Somam-se à lista ainda mudanças previstas na reforma tributária, apoiada pelo governo, como a previsão de alíquotas progressivas para o Imposto de Transmissão Causa Mortis e Doação (ITCMD) e de cobrança do Imposto sobre a Propriedade de Veículos Automotores (IPVA) de proprietários de aeronaves e embarcações.
“Se a gente pega com uma lupa um pouco mais abrangente, percebe que o governo, nesse fatiamento da reforma tributária, está buscando tornar menos desigual a tributação de alguns setores, em especial no que diz respeito àqueles que possuem mais recursos e os que possuem menos recursos”, diz Renato Aparecido Gomes, advogado tributarista do Gomes, Almeida e Caldas Advocacia.
A segunda etapa da reforma tratará especificamente da tributação sobre renda, e membros da equipe econômica do governo têm defendido a volta da taxação de lucros e dividendos, isentos desde 1995. Outra medida estudada é a criação de uma nova faixa de incidência do IRPF, para rendas mais elevadas.
O governo defende que essa etapa da reforma aumente a tributação sobre renda para viabilizar uma redução no peso dos impostos sobre a aquisição de bens e serviços. “Do meu ponto de vista, essa reforma deve viabilizar a redução da carga sobre o consumo, o que permitiria uma alíquota de IVA [Imposto sobre Valor Agregado] menor.
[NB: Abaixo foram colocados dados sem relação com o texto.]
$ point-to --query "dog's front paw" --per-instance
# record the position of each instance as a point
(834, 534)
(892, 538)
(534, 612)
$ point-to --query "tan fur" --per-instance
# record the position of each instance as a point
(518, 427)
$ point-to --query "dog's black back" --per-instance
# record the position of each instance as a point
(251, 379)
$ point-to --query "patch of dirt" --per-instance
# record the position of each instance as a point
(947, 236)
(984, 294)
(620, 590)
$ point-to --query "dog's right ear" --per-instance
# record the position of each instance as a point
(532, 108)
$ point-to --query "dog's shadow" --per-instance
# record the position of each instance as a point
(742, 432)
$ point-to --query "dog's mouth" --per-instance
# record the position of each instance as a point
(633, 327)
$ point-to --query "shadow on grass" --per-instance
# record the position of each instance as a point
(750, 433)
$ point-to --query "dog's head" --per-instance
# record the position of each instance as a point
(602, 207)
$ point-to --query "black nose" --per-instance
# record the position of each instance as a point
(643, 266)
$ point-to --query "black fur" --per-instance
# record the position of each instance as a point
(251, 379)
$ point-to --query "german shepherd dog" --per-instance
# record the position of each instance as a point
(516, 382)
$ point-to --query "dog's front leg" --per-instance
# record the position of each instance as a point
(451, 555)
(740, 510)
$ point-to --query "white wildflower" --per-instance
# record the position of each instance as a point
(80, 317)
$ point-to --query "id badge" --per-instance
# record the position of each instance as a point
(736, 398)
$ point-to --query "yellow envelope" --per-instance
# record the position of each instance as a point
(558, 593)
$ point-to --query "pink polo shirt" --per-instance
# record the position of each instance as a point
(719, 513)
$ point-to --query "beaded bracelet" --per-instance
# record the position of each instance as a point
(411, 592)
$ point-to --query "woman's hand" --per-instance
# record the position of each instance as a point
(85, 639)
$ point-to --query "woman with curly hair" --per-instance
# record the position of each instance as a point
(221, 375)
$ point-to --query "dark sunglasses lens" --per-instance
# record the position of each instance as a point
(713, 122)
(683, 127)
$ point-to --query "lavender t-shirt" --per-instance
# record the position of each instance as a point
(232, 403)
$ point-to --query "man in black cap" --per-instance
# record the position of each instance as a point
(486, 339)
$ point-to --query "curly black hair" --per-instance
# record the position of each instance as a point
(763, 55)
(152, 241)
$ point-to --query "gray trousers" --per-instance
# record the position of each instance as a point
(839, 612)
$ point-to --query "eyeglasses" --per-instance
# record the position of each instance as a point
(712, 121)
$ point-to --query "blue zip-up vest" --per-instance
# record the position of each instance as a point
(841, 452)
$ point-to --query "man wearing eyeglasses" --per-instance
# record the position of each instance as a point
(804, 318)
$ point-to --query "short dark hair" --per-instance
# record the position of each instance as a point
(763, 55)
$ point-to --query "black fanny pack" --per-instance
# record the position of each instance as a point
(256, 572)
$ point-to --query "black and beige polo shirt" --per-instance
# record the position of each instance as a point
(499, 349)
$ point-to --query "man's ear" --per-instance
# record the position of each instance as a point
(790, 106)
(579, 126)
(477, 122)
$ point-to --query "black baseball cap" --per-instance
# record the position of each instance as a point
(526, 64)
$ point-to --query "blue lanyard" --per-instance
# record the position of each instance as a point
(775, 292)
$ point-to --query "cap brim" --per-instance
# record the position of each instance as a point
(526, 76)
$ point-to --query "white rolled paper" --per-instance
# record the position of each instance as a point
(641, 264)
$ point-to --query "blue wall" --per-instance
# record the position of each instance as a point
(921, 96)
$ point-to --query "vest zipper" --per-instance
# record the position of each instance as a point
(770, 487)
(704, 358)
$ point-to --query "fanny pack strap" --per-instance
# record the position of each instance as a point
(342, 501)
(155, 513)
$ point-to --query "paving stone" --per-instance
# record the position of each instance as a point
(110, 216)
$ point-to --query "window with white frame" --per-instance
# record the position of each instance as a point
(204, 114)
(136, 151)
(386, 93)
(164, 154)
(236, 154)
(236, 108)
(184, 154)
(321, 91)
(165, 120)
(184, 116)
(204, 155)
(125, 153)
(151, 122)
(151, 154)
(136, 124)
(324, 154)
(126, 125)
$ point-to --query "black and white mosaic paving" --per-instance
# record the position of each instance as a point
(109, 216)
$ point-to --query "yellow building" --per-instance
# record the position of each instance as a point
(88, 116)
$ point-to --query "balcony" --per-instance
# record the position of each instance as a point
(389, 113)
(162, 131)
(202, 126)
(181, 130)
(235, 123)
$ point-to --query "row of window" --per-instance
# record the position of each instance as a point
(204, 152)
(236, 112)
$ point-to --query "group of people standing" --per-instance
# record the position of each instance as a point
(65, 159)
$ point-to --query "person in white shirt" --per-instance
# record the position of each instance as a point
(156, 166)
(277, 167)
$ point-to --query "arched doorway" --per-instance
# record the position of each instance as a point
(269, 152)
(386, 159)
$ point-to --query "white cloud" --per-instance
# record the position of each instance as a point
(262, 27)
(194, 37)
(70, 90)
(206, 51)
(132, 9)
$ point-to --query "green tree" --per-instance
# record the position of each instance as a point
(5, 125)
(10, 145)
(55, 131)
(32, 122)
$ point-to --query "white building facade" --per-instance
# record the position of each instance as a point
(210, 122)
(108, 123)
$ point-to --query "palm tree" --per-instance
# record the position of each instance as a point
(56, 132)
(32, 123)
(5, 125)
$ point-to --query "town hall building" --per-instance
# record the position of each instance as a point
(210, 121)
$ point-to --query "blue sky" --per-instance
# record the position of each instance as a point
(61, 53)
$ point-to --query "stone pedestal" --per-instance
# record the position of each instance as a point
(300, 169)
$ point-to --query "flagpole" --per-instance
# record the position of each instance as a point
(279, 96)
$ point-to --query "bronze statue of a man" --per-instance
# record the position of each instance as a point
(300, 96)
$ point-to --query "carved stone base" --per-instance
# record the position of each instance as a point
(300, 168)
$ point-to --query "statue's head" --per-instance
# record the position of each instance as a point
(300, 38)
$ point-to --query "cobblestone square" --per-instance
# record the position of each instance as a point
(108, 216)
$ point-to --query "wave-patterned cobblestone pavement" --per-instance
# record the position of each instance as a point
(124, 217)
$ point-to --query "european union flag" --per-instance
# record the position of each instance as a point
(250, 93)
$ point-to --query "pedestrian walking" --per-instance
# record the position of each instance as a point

Tributa mais a renda, diminui o peso sobre o consumo, e o efeito fica neutro sobre a carga tributária total. Tudo com transição para que não seja de um ano para o outro, seja diluído no tempo”, disse Haddad em entrevista recente para o jornal “O Globo”.
Vale ressaltar que a nova distribuição da carga tributária citada pelo ministro dependeria de futuras alterações na legislação. Afinal, a recém-aprovada reforma tributária prometia uma "neutralidade" da carga total sobre o consumo, que idealmente não seria elevada nem reduzida. Não há na nova legislação qualquer compromisso de aliviar a tributação do consumo em caso de aumento na taxação da renda.
Gomes acredita que, ada a segunda etapa da reforma, o país deva discutir a taxação de grandes fortunas. Essa é uma demanda histórica da esquerda, cercada de contestações, inclusive sobre sua eficácia – vários países desenvolvidos que testaram tal tributo desistiram dele na sequência.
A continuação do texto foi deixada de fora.